Compassion vs. Loving-Kindness

In meditation practices, we are advised to have compassion for any suffering. Whether it is ours or somebody else's, the wise response to suffering is compassion. Compassion is often defined as "the quivering of the heart." Metta or loving-kindness is unconditional friendliness directed toward everyone and everything, while compassion is taking this same feeling and specificallySelf-Compassion directing it toward suffering.

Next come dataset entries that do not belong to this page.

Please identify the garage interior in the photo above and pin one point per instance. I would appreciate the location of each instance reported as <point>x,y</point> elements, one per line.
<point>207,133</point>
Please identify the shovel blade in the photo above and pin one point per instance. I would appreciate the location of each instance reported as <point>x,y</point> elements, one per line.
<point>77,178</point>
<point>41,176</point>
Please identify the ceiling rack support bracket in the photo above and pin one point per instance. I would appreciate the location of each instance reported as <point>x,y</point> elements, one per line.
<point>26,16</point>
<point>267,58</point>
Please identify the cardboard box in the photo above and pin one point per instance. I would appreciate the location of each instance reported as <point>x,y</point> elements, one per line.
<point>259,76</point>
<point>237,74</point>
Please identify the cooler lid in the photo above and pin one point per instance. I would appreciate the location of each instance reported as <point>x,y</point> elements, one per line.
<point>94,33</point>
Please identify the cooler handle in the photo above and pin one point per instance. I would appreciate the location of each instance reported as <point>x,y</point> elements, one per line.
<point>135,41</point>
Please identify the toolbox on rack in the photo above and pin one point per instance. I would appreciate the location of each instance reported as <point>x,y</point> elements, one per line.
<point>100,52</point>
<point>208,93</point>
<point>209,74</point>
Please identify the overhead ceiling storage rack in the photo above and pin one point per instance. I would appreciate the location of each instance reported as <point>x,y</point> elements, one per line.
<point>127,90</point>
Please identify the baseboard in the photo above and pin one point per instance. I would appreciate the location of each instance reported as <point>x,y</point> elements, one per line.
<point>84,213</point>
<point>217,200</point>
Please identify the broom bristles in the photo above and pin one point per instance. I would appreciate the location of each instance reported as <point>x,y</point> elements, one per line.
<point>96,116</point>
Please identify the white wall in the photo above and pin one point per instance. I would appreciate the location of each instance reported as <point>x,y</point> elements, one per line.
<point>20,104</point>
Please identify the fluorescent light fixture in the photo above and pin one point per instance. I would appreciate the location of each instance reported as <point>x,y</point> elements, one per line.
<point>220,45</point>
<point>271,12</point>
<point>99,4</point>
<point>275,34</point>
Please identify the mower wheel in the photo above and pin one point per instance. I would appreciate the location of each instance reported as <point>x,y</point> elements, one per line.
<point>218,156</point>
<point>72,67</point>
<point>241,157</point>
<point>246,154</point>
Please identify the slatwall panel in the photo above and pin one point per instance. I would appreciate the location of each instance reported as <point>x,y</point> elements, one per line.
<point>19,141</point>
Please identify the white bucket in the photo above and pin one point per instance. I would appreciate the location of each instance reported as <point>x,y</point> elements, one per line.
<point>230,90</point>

Self-Compassion and Unpleasant Feelings

When we have a feeling that we find unpleasant, our first reaction is often to avert. We hate it, and wish that it wasn't there. We either run from it or push it away. In meditation, we often have unpleasantness arise. Whether it is in the form of a physical sensation, a thought, or an emotion, unpleasantness happens. However, our reaction of aversion does not need to happen. The Buddha taught that this aversion is one of the Three Poisons, or one of the chief causes of suffering.

Every time I sit, I experience unpleasant feelings, thoughts, or emotions. I have practiced the brahmaviharas and am quite familiar with the idea of compassion. After practicing for quite some time, compassion was something I understood from an intellectual standpoint more than an experiential one. I understood that when we have an unpleasant feeling, we are to respond with compassion. I also understood that in compassion, we don't avert from our unpleasant feelings.

On my recent retreat, I was having a rather unpleasant few days. Sitting in meditation, I had many unpleasant thoughts, feelings, and physical sensations arising. On the second night, one of the teachers gave a dharma talk on self-compassion. For the first time, I truly understood compassion from my own personal experience.